PLAN: the building is roughly L-shaped on plan, with parallel front and back ranges and a cross-wing to the south. The front entrance lobby is flanked by the (former) study on the left and dining room on the right; a longitudinal corridor behind gives access to the kitchen, WC and a passage through to the church. At the southern end is the staircase (there is no separate service stair), which leads up to the former drawing room (immediately above the study), bedrooms and bathroom. A further flight gives access to a large storage area in the roof space.
EXTERIOR: the external treatment is typical of the informality of White's domestic work, its relaxed, quasi-vernacular style contrasting with the strict Perpendicular Gothic of the adjacent church. The front is thoroughly asymmetrical, with the main entrance - twin doors beneath a fanlight in a moulded, very slightly pointed brick arch - somewhat left of centre, flanked by a gabled cross-wing (study with drawing room over) to the left and a square projecting bay (dining room) to the right; the first-floor windows - plate-glass casements with heavy timber mullions - break through the eaves line to form tile-hung, barge-boarded half-dormers, squeezed in on either side of a huge square stack with stepped supporting buttresses. Equally massive end stacks frame the range to left and right. The left-hand return features a (renewed) two-storey polygonal bay window, which provides side light to the study and drawing room - a typical White device, reflecting his interest in the use of natural light in architecture. Alongside this is a secondary entrance within a pointed brick arch. A modern conservatory conceals much of the rear of the building; the cross-wing to the right has lean-to outbuildings and another big end stack.
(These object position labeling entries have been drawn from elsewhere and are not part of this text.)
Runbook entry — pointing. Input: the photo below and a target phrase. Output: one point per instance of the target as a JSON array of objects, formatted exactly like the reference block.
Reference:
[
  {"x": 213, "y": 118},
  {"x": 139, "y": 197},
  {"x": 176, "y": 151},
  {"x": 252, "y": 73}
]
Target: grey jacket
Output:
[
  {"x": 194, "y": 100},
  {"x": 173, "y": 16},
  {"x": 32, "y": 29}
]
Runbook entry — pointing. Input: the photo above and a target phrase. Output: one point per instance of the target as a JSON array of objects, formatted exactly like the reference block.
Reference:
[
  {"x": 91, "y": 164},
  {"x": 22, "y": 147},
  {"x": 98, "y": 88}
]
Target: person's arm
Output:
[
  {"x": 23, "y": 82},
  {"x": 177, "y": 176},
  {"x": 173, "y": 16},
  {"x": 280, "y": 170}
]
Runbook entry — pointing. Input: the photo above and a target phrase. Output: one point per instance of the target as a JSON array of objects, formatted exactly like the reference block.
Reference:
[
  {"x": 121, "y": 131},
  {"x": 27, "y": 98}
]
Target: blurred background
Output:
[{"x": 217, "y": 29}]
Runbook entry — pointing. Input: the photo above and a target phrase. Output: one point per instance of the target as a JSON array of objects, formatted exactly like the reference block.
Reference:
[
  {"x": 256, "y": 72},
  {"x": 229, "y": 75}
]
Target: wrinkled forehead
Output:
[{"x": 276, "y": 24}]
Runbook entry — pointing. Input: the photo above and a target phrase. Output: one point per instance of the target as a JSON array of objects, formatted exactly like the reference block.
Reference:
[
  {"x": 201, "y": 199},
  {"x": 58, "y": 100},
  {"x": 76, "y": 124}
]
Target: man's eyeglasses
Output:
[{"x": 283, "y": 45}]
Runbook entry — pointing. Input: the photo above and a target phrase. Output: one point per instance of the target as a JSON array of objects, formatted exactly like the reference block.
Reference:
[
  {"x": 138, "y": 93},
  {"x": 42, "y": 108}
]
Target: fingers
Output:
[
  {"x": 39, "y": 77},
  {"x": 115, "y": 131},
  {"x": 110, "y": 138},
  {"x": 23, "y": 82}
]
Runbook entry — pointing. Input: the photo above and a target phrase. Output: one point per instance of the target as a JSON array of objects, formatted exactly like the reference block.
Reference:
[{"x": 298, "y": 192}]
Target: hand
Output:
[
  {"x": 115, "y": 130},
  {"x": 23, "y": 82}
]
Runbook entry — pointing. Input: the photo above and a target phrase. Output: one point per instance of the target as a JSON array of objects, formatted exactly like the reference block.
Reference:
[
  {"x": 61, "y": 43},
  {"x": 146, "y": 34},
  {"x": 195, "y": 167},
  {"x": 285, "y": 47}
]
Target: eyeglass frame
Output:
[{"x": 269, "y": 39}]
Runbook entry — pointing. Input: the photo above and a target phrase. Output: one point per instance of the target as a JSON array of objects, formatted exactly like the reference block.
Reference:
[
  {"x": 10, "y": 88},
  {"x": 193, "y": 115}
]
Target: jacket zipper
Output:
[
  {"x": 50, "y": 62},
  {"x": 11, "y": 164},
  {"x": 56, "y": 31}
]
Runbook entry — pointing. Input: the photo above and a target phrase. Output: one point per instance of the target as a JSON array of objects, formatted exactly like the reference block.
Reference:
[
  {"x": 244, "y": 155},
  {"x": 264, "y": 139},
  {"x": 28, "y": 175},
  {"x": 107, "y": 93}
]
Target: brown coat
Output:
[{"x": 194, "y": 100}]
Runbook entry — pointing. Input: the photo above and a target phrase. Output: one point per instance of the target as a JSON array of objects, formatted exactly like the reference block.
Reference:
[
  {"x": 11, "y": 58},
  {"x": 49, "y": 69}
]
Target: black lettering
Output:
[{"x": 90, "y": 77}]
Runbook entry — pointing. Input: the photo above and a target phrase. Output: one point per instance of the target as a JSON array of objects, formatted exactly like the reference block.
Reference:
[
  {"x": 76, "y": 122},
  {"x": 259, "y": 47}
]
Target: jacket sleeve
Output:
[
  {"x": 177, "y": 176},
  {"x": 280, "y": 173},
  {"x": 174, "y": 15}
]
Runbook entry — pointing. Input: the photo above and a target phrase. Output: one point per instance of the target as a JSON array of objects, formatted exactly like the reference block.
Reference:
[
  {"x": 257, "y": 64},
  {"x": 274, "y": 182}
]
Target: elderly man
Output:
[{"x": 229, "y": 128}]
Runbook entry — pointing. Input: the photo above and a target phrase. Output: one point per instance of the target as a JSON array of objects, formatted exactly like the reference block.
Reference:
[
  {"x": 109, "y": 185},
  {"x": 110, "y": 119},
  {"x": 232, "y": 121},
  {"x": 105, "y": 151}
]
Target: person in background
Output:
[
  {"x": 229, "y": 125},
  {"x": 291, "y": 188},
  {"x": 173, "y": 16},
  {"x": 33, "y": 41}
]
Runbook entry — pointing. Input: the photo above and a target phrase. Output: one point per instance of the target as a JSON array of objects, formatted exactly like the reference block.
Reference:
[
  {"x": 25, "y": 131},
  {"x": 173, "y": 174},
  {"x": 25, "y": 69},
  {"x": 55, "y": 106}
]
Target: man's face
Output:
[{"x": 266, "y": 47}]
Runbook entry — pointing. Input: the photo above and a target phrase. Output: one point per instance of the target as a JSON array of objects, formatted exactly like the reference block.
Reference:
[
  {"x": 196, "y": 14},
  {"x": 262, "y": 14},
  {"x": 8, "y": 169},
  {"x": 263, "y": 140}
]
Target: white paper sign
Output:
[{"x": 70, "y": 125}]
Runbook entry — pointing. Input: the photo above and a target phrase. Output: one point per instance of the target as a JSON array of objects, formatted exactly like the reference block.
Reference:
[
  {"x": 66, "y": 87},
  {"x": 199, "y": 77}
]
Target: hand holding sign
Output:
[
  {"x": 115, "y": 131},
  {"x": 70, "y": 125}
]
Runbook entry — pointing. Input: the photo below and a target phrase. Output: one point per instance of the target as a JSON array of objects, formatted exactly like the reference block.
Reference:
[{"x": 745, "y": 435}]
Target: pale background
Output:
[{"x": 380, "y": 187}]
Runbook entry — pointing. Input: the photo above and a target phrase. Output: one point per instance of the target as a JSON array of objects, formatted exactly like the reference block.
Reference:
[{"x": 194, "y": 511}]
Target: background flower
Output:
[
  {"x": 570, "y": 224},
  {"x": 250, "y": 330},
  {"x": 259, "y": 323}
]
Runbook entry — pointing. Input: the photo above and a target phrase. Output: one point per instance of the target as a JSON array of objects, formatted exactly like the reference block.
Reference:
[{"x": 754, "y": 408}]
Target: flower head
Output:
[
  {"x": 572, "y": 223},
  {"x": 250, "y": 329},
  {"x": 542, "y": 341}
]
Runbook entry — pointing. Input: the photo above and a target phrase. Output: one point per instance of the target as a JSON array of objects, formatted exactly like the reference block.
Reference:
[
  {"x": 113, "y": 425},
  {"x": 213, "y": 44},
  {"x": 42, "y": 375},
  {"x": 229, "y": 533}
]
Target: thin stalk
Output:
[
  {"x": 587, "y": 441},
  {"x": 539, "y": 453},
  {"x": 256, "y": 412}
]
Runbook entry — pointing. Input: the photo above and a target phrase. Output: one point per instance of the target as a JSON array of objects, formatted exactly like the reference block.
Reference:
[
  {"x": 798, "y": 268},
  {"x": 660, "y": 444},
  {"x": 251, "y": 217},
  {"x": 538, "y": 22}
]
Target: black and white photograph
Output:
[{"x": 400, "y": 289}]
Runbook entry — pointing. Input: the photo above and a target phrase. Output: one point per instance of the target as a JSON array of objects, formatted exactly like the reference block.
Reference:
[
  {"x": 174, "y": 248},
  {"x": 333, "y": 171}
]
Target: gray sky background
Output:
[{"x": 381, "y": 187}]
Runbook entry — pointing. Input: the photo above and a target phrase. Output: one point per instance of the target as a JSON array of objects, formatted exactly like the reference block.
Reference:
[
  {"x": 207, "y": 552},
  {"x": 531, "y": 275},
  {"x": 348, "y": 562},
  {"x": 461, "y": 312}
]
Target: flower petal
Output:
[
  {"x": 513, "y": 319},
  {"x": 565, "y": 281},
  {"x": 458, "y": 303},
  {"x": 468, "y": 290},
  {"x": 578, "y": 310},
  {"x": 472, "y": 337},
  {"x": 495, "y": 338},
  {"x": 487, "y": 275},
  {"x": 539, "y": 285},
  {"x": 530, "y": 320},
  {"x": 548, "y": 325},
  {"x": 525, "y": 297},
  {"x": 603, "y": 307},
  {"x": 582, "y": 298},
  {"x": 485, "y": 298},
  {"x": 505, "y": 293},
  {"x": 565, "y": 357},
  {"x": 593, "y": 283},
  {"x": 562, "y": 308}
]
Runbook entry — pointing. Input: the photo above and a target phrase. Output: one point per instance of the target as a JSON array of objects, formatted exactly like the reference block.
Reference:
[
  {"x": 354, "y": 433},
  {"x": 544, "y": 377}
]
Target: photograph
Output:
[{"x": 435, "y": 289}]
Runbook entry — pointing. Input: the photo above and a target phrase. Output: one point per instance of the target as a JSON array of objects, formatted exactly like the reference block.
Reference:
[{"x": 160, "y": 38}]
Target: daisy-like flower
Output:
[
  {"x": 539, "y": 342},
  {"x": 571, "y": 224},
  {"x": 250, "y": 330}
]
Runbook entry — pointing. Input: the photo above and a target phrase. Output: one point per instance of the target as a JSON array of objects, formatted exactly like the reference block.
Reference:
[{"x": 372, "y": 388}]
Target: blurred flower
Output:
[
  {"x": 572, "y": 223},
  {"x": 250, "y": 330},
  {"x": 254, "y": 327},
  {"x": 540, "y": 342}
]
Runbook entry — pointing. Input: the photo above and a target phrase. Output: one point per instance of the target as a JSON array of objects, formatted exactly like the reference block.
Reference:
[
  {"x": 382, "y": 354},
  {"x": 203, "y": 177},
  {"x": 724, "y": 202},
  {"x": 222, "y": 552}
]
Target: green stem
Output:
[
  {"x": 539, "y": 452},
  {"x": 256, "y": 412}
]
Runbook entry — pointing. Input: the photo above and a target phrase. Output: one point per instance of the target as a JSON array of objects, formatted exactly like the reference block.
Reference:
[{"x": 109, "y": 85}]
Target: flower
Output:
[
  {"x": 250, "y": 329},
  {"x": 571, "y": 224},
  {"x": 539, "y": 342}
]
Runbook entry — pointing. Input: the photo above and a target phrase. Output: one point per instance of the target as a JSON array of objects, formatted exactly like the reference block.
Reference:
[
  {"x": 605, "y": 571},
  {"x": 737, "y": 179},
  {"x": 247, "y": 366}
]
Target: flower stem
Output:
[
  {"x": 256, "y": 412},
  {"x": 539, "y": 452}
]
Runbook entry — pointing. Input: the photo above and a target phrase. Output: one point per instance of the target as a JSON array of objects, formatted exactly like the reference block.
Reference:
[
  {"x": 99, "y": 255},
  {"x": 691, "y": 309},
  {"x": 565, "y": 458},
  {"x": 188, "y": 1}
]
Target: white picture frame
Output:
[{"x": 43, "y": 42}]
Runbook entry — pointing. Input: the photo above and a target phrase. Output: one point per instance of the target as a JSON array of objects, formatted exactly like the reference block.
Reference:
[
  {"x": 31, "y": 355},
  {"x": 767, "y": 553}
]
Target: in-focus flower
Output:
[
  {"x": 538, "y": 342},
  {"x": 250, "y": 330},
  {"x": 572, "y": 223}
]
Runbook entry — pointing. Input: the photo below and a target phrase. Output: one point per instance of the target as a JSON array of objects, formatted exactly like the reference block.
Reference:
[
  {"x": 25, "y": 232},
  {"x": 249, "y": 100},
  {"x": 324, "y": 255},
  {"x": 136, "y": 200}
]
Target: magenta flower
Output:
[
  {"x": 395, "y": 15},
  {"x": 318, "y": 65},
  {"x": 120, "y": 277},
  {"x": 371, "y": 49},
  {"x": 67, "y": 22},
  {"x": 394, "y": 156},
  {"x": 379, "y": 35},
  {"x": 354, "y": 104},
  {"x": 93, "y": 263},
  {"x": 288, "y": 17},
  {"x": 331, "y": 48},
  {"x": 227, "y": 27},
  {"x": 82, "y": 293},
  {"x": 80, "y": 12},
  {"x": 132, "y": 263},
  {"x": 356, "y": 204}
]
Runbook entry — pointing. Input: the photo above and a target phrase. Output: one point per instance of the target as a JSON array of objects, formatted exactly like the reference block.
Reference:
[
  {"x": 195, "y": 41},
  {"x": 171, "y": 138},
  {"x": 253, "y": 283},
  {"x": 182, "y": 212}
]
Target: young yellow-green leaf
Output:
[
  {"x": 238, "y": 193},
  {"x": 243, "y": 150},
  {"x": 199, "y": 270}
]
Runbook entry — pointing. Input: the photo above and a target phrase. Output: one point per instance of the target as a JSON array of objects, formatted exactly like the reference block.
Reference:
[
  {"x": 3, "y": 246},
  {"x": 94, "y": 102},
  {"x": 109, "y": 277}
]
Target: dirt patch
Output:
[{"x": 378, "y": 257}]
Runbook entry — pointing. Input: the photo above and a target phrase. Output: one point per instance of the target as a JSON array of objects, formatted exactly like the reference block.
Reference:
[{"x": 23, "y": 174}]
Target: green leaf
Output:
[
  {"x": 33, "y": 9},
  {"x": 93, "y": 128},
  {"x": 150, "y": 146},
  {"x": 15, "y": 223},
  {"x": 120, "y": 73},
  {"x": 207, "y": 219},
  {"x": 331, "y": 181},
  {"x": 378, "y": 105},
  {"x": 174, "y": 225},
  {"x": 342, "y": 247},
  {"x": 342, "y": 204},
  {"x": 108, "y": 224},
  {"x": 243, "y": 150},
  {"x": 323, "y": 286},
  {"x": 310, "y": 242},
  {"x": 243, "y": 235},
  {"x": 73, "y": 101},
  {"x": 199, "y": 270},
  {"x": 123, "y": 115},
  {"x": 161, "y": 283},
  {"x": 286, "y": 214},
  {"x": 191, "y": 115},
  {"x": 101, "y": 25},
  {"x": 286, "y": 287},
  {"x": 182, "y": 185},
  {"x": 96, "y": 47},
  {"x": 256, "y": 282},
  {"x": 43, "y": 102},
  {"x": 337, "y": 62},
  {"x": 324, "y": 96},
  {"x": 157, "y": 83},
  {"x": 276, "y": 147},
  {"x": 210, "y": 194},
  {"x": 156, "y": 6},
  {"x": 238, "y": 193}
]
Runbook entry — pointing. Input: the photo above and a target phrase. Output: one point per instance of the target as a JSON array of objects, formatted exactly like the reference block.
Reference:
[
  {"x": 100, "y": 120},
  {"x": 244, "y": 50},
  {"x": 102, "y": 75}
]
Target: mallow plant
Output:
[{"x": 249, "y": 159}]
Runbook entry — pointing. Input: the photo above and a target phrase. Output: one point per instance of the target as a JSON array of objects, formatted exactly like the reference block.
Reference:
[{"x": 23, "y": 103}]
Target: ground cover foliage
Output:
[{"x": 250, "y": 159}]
INTERIORS: these are mostly plain and unadorned. Woodwork - ceiling beams, four-panel doors - is typically chamfered and end-stopped; fireplaces, which survive in the first-floor rooms, have simple Gothic mouldings and corbelled-out mantels. The front entrance has an overlight containing simple floral stained glass. The two principal ground-floor rooms have recessed window-bays with seats set beneath segmental arches; the left-hand room (the former study) has a tall oak fire-surround with an inset mirror, perhaps brought in from elsewhere. The principal feature is the boldly-detailed open-well stair, which has shaped splat balusters and newels with waisted finials; the bottom-most finial is of unusual form, appearing as if cut away at the corners to reveal a flower design within.